Suchen als Kulturtechnik

Ich meine nach wie vor, daß das „Suchen“ eine (Kultur-)Technik ist, die dem derzeitigen Web adäquat ist. Suchmaschinen bieten uns das Web auf diese Weise dar, und wir nehmen es auf diesem Weg wahr. Das ist nicht zu „verbessern“, es kann nur durch ein qualitativ anderes Angebot ersetzt werden. Dessen Erscheinen auf der Bühne kann man aber nicht erzwingen, es kommt, wenn die Zeit dafür reif ist, und zwar unabhängig vom Ressourceneinsatz und vom Know-How eines Projekts.

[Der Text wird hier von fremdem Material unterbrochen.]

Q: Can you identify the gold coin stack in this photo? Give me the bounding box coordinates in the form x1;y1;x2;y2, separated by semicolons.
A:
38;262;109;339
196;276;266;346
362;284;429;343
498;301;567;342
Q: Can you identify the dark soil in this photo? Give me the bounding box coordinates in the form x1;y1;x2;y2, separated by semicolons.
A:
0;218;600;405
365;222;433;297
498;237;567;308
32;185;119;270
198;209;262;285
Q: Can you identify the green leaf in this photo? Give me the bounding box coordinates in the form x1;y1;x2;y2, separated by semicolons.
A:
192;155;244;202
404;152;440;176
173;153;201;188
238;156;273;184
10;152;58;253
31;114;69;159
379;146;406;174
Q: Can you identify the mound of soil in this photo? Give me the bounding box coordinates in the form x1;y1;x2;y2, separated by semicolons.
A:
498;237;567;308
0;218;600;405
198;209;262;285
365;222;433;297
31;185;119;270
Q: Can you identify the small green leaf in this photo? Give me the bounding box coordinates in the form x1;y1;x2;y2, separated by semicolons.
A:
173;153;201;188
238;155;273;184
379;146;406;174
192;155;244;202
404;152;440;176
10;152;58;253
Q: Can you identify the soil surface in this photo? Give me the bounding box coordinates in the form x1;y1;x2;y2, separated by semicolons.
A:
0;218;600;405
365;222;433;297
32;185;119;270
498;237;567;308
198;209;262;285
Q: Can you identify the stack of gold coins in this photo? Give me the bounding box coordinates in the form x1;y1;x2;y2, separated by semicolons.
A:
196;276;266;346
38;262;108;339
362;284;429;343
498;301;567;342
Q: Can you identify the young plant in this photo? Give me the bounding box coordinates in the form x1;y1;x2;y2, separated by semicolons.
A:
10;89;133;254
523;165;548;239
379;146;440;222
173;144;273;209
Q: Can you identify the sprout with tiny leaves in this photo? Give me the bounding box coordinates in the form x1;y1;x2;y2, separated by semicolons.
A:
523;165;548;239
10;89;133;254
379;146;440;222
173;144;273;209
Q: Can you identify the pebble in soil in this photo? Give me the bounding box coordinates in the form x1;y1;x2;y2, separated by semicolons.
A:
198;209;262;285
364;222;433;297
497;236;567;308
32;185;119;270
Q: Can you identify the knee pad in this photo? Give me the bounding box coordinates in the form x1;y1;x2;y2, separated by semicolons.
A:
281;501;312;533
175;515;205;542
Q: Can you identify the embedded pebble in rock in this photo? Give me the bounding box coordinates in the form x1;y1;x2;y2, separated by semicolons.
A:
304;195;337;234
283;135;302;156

Jürgen Fenn im InetBib-Thread „Warum gelingt keine ernsthafte Konkurrenz zu Google„; dem ist nichts hinzuzufügen.

4 Comments

  1. Jörg Friedrich Donnerstag, 26. Juli 2007

    Der Jürgen Fenn schreibt in seinen weiteren Beiträgen, Google definiere den Blick der Anwender auf das Web. Ich würde da weitergehen. Das Googlen (als Kulturtechnik) bestimmt weitgehend den Blick der Nutzer auf die Welt.

    • jl Donnerstag, 26. Juli 2007

      In diesem Sinne ist Google eben ein Medium.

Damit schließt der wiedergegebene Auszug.